Introduction

Have you inspected your nodes lately? If you’re running Kubernetes on one of the major cloud platforms, chances are high you have noticed one of these at some point. A long list of conditions, that seemingly appeared overnight. Personally, I was confused and did a little deep dive into where these came from. What I didn’t expect was accidentally stumbling upon a solution for a problem that we were facing for some time now and had not gotten around to fixing yet.

Conditions:
Type Status Reason Message
---- ------ ------ -------
VMEventScheduled False NoVMEventScheduled VM has no scheduled event
FrequentContainerdRestart False NoFrequentContainerdRestart containerd is functioning properly
FrequentDockerRestart False NoFrequentDockerRestart docker is functioning properly
FilesystemCorruptionProblem False FilesystemIsOK Filesystem is healthy
FrequentUnregisterNetDevice False NoFrequentUnregisterNetDevice node is functioning properly
ContainerRuntimeProblem False ContainerRuntimeIsUp container runtime service is up
KernelDeadlock False KernelHasNoDeadlock kernel has no deadlock
FrequentKubeletRestart False NoFrequentKubeletRestart kubelet is functioning properly
KubeletProblem False KubeletIsUp kubelet service is up
ReadonlyFilesystem False FilesystemIsNotReadOnly Filesystem is not read-only
NetworkUnavailable False RouteCreated RouteController created a route
MemoryPressure True KubeletHasInsufficientMemory kubelet has insufficient memory available
DiskPressure False KubeletHasNoDiskPressure kubelet has no disk pressure
PIDPressure False KubeletHasSufficientPID kubelet has sufficient PID available
Ready True KubeletReady kubelet is posting ready status.

The Problem

When a new node is created, a few things happen; the machine itself boots, a kubelet instance starts running, as well as other critical services like the container runtime and your desired container network interface. Next, the kubelet sends a heartbeat to your control-plane. This heartbeat tells your cluster that the new node is healthy and ready to accept pods. And there lies the fundamental problem: ready on a basic technical level sure, but not accounting for your workload’s dependencies.

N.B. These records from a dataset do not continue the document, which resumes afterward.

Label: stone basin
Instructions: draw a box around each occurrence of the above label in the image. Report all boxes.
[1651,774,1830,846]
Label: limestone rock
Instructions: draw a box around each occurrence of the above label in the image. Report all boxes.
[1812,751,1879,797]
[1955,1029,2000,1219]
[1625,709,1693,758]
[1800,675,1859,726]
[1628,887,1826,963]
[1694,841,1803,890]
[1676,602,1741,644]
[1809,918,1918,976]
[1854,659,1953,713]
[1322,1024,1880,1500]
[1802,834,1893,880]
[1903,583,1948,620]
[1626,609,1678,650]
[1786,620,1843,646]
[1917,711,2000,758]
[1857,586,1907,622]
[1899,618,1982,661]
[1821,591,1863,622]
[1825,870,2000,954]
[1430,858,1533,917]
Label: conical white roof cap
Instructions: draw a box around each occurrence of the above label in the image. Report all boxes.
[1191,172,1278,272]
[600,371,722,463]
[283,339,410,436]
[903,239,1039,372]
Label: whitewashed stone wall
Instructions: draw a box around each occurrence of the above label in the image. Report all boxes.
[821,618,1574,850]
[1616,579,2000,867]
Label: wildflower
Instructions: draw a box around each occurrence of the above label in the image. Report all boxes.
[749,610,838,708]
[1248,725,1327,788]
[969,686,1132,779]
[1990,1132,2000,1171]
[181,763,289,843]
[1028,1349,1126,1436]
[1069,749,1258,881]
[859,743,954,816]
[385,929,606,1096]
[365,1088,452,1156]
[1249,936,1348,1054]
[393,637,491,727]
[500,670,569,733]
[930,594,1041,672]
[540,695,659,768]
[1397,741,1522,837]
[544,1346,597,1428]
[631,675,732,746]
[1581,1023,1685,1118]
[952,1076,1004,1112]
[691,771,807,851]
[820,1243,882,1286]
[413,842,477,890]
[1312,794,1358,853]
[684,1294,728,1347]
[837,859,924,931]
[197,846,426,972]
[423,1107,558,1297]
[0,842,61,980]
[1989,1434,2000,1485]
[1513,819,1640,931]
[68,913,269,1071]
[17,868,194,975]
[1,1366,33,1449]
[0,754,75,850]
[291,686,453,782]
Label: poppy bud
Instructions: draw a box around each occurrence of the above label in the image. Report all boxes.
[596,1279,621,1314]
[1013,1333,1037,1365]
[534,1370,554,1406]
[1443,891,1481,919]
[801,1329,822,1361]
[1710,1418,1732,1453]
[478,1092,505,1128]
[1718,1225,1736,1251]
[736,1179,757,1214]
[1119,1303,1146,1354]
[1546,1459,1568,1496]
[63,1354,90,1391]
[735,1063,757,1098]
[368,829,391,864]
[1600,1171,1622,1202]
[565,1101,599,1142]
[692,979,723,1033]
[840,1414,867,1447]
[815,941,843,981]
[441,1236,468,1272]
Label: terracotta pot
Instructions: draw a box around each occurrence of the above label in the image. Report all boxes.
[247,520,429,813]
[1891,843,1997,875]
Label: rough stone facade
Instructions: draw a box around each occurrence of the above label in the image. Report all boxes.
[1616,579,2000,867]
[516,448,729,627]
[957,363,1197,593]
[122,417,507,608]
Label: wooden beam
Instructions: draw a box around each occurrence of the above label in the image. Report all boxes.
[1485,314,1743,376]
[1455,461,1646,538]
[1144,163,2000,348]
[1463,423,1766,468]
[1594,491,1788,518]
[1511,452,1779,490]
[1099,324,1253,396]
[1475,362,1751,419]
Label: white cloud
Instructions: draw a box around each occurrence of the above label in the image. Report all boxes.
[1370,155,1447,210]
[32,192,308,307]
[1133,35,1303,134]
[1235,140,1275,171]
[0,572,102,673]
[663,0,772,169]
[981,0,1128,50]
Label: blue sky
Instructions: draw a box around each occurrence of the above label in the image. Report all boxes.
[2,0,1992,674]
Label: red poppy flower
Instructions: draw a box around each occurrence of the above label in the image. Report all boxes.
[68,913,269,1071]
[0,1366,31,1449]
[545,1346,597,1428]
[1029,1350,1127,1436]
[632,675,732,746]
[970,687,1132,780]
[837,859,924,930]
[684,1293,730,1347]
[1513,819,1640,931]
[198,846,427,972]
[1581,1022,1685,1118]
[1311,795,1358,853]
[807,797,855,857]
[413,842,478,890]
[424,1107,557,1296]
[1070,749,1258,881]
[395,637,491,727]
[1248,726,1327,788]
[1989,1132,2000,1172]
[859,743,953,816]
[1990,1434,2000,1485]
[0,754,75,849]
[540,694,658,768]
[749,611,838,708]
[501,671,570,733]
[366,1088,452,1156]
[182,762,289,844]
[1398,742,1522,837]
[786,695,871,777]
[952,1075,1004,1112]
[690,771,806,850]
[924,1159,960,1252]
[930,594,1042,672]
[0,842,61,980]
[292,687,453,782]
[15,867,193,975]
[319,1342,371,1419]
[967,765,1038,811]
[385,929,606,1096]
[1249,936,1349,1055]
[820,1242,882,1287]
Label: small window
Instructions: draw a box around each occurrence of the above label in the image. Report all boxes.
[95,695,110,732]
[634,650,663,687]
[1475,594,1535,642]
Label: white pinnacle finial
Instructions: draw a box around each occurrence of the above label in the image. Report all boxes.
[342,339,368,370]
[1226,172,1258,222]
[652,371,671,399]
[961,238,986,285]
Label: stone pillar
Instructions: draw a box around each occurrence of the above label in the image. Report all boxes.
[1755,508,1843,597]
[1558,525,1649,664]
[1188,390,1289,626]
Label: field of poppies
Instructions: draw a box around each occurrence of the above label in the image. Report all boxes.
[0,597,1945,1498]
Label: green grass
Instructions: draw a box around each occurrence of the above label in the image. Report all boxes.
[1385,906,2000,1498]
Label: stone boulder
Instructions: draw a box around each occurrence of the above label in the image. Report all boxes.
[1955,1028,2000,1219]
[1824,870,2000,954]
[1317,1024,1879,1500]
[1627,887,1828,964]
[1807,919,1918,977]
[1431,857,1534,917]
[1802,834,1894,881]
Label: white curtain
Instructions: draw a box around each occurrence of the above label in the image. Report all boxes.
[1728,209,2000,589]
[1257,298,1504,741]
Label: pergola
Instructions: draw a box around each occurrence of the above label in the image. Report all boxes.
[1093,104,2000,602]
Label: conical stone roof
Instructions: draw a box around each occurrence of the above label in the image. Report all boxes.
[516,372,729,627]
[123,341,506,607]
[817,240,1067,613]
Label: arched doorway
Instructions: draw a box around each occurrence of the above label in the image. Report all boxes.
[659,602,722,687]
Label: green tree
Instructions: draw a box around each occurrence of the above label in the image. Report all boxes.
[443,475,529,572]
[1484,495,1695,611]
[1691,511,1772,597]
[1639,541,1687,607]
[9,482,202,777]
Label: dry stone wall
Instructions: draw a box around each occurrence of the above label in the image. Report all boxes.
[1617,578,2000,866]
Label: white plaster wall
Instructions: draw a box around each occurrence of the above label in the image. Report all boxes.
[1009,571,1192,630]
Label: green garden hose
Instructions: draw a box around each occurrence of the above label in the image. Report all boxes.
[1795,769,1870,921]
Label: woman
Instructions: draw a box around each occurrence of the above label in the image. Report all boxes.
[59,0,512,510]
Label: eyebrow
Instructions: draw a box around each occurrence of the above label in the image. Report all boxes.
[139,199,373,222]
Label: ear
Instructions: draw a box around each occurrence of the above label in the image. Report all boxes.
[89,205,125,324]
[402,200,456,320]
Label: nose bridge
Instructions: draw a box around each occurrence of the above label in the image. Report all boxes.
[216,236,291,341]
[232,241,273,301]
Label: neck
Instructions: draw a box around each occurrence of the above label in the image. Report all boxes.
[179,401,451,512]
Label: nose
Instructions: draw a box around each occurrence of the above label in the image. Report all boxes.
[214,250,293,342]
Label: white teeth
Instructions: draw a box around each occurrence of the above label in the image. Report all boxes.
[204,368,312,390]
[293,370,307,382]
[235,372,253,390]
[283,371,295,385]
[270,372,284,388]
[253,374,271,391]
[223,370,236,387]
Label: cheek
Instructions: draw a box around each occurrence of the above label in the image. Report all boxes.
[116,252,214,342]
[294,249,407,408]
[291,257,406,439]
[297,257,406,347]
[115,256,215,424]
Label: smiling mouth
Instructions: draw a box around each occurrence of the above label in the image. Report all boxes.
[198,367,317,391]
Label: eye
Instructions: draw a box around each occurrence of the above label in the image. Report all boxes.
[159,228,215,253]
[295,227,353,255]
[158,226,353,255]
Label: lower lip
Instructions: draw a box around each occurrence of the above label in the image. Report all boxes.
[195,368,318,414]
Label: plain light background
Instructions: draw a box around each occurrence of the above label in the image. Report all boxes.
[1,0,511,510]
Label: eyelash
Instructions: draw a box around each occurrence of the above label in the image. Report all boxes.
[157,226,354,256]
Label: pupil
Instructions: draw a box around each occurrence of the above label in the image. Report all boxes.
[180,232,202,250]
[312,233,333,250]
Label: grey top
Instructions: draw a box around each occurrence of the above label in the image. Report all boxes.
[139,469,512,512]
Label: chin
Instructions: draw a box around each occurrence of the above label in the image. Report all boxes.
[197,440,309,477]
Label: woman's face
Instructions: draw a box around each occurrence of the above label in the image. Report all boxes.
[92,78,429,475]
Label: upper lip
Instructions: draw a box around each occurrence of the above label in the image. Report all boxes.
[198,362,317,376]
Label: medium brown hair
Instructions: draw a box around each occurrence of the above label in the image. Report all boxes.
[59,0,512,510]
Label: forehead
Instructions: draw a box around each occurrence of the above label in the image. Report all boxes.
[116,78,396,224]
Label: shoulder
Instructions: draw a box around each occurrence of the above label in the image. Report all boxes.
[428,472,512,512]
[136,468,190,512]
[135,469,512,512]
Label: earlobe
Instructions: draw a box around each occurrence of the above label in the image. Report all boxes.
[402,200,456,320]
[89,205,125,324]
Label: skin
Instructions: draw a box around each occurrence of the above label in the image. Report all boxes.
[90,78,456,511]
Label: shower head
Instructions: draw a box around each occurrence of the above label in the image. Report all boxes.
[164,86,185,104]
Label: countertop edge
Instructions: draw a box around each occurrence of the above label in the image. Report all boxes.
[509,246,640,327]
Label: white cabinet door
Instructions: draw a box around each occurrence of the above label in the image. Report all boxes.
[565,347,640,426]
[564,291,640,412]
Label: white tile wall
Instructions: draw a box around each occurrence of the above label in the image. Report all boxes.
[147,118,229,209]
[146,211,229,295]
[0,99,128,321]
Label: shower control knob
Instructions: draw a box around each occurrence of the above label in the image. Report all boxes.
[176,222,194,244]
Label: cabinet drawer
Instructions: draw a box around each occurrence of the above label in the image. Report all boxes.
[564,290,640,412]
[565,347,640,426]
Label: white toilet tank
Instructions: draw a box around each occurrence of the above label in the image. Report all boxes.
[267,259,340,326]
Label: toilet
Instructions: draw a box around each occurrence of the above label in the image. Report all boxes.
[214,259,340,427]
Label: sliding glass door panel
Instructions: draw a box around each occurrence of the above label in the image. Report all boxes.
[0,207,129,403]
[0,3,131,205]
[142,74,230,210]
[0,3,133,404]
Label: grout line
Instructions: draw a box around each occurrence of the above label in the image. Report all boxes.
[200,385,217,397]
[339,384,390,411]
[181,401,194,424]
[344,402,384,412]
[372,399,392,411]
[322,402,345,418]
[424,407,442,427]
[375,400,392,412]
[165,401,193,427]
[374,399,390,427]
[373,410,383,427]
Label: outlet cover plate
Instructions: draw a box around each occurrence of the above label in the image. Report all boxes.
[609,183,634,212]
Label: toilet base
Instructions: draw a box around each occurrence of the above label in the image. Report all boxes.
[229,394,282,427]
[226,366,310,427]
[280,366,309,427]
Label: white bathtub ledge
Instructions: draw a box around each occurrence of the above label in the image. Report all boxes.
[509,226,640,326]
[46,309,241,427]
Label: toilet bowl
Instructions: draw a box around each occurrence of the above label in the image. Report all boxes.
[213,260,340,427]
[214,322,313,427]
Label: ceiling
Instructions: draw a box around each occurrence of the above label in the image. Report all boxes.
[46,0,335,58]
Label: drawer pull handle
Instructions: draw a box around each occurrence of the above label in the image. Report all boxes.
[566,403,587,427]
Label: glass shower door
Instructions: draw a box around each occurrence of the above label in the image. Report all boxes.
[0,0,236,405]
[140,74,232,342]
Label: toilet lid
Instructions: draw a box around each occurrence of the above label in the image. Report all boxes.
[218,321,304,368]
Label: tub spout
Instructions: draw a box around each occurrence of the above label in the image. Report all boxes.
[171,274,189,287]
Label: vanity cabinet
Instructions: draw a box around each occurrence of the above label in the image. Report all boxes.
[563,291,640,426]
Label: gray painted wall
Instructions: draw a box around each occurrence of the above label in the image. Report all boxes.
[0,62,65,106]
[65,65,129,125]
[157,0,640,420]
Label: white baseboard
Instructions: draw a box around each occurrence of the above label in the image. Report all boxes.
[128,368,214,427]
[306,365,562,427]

We often need more than just a host machine, network connectivity and a container runtime. Our clusters are filled with other dependencies. Some of them offer their services on a cluster-wide basis like an operator, controller or custom API. Take ingress for example; as long as it is up and running somewhere within our cluster and can send traffic towards the right pods, we do not care about which node the controller is running on. However, in a scenario where our workloads need a specific storage driver, GPU firmware or an observability agent to be available on its own node; this can become a hard-requirement for scheduling. There is no point in the node accepting pods if it does not meet any of these requirements.

DaemonSets

You might already be familiar with the term “DaemonSet” or heard about a ‘node-local’ deployment. If you haven’t, here is the short version. DaemonSets are very similar to Deployments in that they create and manage Pods across your cluster, however, they are very particular about where these pods need to run. DaemonSets try to place a copy of their Pods on every single node. This is achieved through creating pods configured with node affinities, that individually target a single node using a selector that matches the name of that specific node. Below is an example of a pod created by a DaemonSet. Humor me for a second that this is a very critical service instead of it printing to stdout..

apiVersion: v1
kind: Pod
metadata:
labels:
app: demo-critical-supporting-daemon
name: demo-critical-supporting-daemon-fz5dd
namespace: demo
spec:
affinity:
nodeAffinity:
requiredDuringSchedulingIgnoredDuringExecution:
nodeSelectorTerms:
- matchFields:
- key: metadata.name
operator: In
values:
- bob-the-node
containers:
- command:
- sh
- -c
- |
echo "demo-critical-supporting-daemon started on $(hostname)"
while true; do
echo "demo-critical-supporting-daemon running at $(date)"
sleep 30
done
image: alpine:3.23
name: daemon
tolerations:
- effect: NoExecute
key: node.kubernetes.io/not-ready
operator: Exists
- effect: NoExecute
key: node.kubernetes.io/unreachable
operator: Exists
- effect: NoSchedule
key: node.kubernetes.io/disk-pressure
operator: Exists
- effect: NoSchedule
key: node.kubernetes.io/memory-pressure
operator: Exists
- effect: NoSchedule
key: node.kubernetes.io/pid-pressure
operator: Exists
- effect: NoSchedule
key: node.kubernetes.io/unschedulable
operator: Exists

As you can see in spec.affinity, this pod is targeting one specific node with the name ‘bob-the-node’. I promise Alice will join us soon.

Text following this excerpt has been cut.